Qué es el criterio aplicado, y por qué ninguna máquina lo tiene todavía

 

El criterio aplicado es la capacidad de tomar la respuesta general de un campo de conocimiento y ajustarla a las variables concretas, muchas veces no explícitas, de un caso real: la historia previa de ese cliente, lo que no dijo pero se puede intuir, el riesgo específico de su situación, las consecuencias legales o económicas si la decisión sale mal. Una Inteligencia Artificial trabaja con lo que se le escribe; un profesional con experiencia, sea consultor, abogado o nutricionista, trabaja también con lo que el cliente no supo o no quiso escribir.

 

Tres cosas que un cliente obtiene contigo y no obtiene preguntando a una Inteligencia Artificial

 

  • Una responsabilidad real: si un abogado, un asesor fiscal o un nutricionista se equivoca, hay una persona que responde por ello. Una respuesta generada por una Inteligencia Artificial no asume ninguna consecuencia.
  • Contexto acumulado: quien ya conoce el historial de un cliente detecta matices que una consulta puntual, sin memoria del caso, no puede detectar.
  • Una decisión, no solo información: la Inteligencia Artificial entrega datos y posibilidades; el profesional entrega una recomendación concreta y se hace cargo de defenderla.

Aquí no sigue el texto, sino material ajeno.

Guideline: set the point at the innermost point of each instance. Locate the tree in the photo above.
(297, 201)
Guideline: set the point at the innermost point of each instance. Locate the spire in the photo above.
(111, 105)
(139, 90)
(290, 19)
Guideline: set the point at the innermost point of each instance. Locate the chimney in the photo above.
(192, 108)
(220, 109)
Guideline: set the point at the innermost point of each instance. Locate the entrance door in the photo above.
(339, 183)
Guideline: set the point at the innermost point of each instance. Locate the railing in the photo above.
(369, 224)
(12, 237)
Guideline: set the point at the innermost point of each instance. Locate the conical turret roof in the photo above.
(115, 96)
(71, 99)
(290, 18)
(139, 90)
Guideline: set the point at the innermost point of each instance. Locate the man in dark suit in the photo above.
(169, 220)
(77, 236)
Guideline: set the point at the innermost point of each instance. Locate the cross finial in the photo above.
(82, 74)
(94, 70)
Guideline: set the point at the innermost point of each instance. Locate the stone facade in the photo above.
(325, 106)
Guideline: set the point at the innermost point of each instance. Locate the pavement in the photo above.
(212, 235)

Esto explica por qué una respuesta genérica sobre un tema puede ser correcta en general y, al mismo tiempo, peligrosa aplicada sin criterio a un caso concreto: la Inteligencia Artificial no sabe lo que no le contaron, y el cliente muchas veces tampoco sabe qué información era relevante contarle.

 

Por qué esto no es un argumento contra usar la Inteligencia Artificial

 

La Inteligencia Artificial no sustituye al criterio profesional, lo amplifica: libera al profesional de las partes mecánicas del trabajo (primeros borradores, resúmenes, investigación preliminar) para que dedique más tiempo a la parte que sí requiere su criterio. El profesional que entiende esto no compite contra la Inteligencia Artificial explicándole al cliente por qué está equivocada; explica, con calma, la diferencia entre una respuesta general y una decisión aplicada a su caso. Ese argumento, bien planteado, refuerza la autoridad profesional en lugar de debilitarla.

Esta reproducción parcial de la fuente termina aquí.